AI-Sweden-Models/gpt-sw3-1.3b-instruct Overview

This model is a 1.4 billion parameter instruction-tuned variant of the GPT-SW3 series, developed by AI Sweden in collaboration with RISE and the WASP WARA for Media and Language. It is a decoder-only transformer pretrained using a causal language modeling objective with the NeMo Megatron GPT implementation.

Key Capabilities

  • Multilingual Text Generation: Capable of generating coherent text in five languages: Swedish, Norwegian, Danish, Icelandic, and English.
  • Code Generation: Supports text generation in four programming languages.
  • Instruction Following: Fine-tuned on instruction data (both chat and raw text formats) to perform various text tasks without explicit training, by casting them as text generation problems.
  • Nordic Language Focus: Trained on a substantial dataset of 320 billion tokens, with a significant portion dedicated to Nordic languages, making it highly relevant for applications in these regions.

Performance Metrics

Evaluations on the Open LLM Leaderboard show an average score of 30.26, with specific results including:

  • ARC (25-shot): 30.97
  • HellaSwag (10-shot): 51.42
  • MMLU (5-shot): 26.17
  • TruthfulQA (0-shot): 40.31
  • Winogrande (5-shot): 56.75

Limitations

Like other large language models, GPT-SW3 has limitations regarding bias, safety, generation diversity, and hallucination.
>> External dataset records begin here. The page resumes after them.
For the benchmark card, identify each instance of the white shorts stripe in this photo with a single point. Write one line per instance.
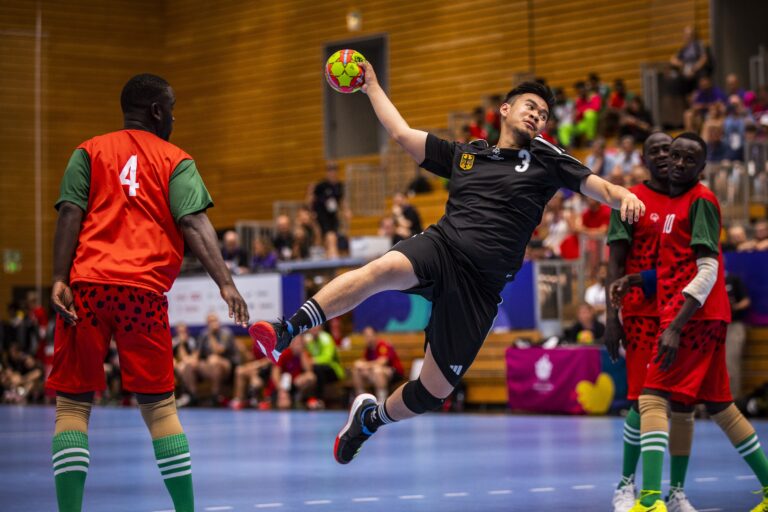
(70, 450)
(84, 469)
(180, 473)
(71, 459)
(171, 459)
It may overrepresent certain viewpoints, contain stereotypes, and generate inappropriate or incorrect content. Users should be aware of these risks and implement appropriate safeguards.

Good for

  • Research and Evaluation: Primary intended use for research and evaluation of LLM capabilities, especially for Nordic languages.
  • Text Generation in Nordic Languages: Ideal for applications requiring text generation or understanding in Swedish, Norwegian, Danish, and Icelandic.
  • Instruction-based Tasks: Suitable for tasks that can be framed as text generation based on instructions, such as question answering or summarization.
  • Developers in the Nordic NLP Ecosystem: Particularly useful for organizations and individuals contributing to the validation and testing of models for Nordic NLP.